I know the government can keep secrets and stage cover-ups. But who knew they were hiding a secret market-timing signal, right under my very nose?

 I’ve looked at everything — from hardcore economic statistics to Super Bowl winners — to get an edge on the market‘s future, but they don’t hold a candle to this market indicator.

It goes to show that sometimes it’s the simplest things — the things that make the most intuitive sense — that turn out to be the most powerful. And that appears to be what I’ve found.

Here’s just one example of the power of this market-timing signal:

If you had invested in the S&P 500 the day after the 2001 recession ended, you would have lost more than -20% of your money waiting for the market to turn around. But if you had been paying attention to the government’s secret “buy” and “sell” signals that I found, you could have saved yourself a -24% loss and had a safe and rewarding ride upward.

Actually, it’s not much of a secret. It’s something that everyone is familiar with, and its statistics are reported, by law, every quarter.

It’s the U.S. mail. Mail volume turns out to be a great market indicator. When companies are flush and looking to grow, they flood our mailboxes with everything from zero-percent credit card offers to teeth-whitening specials to home-improvement services. When companies feel the pinch, the first thing they cut back on is advertising and direct-mail costs.

Perhaps the best thing about using the change in mail volume as an indicator is that it leads, or predicts, the market. Because it is a future market indicator, investors have plenty of time to react to the quarterly mail volume reports issued by the U.S. Postal Service.

Here’s how it works: The Postal Service announces the change in quarterly mail volume about halfway through the following quarter. For instance, the USPS announced the results of the quarter that ended in September 2008 on November 14, 2008.  But you don’t buy right then based on the signal.  Investors need to hold back until the first trading day of the next quarter — in this example, January 2, 2009 — to execute based on the signal.

A volume increase of greater than +1% over the same quarter in the previous year is a “buy” signal.  A volume decrease of more than -1% is a “sell” signal.

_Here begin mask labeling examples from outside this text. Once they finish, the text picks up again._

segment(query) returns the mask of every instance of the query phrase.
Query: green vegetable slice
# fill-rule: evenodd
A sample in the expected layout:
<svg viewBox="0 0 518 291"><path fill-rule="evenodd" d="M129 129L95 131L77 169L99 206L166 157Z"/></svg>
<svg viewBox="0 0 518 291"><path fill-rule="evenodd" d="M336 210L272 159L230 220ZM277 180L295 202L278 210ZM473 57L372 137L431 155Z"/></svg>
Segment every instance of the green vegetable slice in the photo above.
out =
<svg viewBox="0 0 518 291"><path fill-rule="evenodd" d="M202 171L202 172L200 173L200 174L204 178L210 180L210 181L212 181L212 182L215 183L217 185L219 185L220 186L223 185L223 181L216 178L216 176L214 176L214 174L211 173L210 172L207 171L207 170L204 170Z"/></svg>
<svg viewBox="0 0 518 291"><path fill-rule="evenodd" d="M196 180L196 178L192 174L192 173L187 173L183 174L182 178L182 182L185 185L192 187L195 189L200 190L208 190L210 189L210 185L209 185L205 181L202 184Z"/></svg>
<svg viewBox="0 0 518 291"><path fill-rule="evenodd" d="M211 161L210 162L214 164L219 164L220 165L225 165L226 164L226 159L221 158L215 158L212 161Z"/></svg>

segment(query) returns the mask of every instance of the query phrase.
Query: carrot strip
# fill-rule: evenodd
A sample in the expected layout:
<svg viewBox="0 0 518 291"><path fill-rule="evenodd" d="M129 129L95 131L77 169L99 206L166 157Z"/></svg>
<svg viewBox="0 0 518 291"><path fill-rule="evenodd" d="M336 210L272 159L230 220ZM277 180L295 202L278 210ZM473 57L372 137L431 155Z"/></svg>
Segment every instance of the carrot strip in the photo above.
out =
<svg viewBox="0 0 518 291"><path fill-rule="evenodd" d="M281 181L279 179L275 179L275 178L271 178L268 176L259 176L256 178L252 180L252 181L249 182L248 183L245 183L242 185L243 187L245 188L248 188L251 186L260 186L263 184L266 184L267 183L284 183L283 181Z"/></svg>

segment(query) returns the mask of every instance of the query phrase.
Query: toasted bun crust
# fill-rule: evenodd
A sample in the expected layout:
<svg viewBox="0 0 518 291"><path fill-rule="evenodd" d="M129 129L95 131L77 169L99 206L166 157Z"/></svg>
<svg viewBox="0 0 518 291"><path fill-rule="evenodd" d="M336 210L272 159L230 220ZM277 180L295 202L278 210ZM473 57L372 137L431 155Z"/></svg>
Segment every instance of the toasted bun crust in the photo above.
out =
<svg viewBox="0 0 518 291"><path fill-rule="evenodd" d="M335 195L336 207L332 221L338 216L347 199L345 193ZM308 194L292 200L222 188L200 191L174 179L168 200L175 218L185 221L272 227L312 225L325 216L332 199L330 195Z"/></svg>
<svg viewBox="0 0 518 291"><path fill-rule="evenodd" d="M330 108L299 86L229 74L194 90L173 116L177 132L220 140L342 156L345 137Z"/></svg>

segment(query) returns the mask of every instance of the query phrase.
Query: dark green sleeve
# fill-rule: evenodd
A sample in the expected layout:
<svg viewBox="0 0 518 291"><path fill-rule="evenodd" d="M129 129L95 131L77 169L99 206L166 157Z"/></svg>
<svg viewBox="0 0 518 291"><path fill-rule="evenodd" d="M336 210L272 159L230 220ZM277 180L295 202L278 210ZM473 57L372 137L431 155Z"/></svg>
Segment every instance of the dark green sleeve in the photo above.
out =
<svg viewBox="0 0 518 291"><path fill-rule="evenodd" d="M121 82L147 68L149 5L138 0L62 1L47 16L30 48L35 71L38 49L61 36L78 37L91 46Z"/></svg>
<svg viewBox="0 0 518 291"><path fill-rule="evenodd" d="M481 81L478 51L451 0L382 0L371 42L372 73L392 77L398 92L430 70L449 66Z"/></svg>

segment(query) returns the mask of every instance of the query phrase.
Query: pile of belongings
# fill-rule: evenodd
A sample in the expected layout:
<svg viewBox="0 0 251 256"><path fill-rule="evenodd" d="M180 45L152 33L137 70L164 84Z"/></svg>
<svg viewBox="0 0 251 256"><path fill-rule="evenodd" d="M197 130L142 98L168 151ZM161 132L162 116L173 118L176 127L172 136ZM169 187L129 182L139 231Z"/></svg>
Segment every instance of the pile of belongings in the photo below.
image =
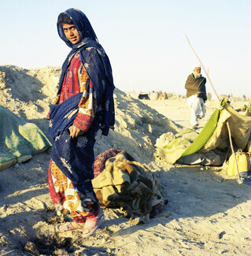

Anything in between is neutral, and investors should stay the course of the previous signal.

In the chart below, I’ve included a few of the more compelling examples of how this market indicator works:

 

Using the Postal Service’s archives, we went back to April 2, 2001 — the first signal available. If we had invested $10,000 in an investment tied to the S&P 500 on that day, and followed all the quarterly signals until January 2, 2009, we would have $17,628, for a +76.3% gain. Investors using a “buy and hold” strategy would have fared much worse. By January 2nd, their $10,000 investment would have shrunk down to $8,132, for a loss of -18.7%. Overall, the mail volume signal would have left you with +117% more cash than a “buy and hold” strategy.

I guess it’s not surprising that the last few quarters of mail volume data have all signaled “sell.” But the next quarterly report should be coming out in the next few weeks — and I’ll be sure to let our Investor Update readers know what it has to say about the next quarter’s market. In the meantime, keep your eye on the mail.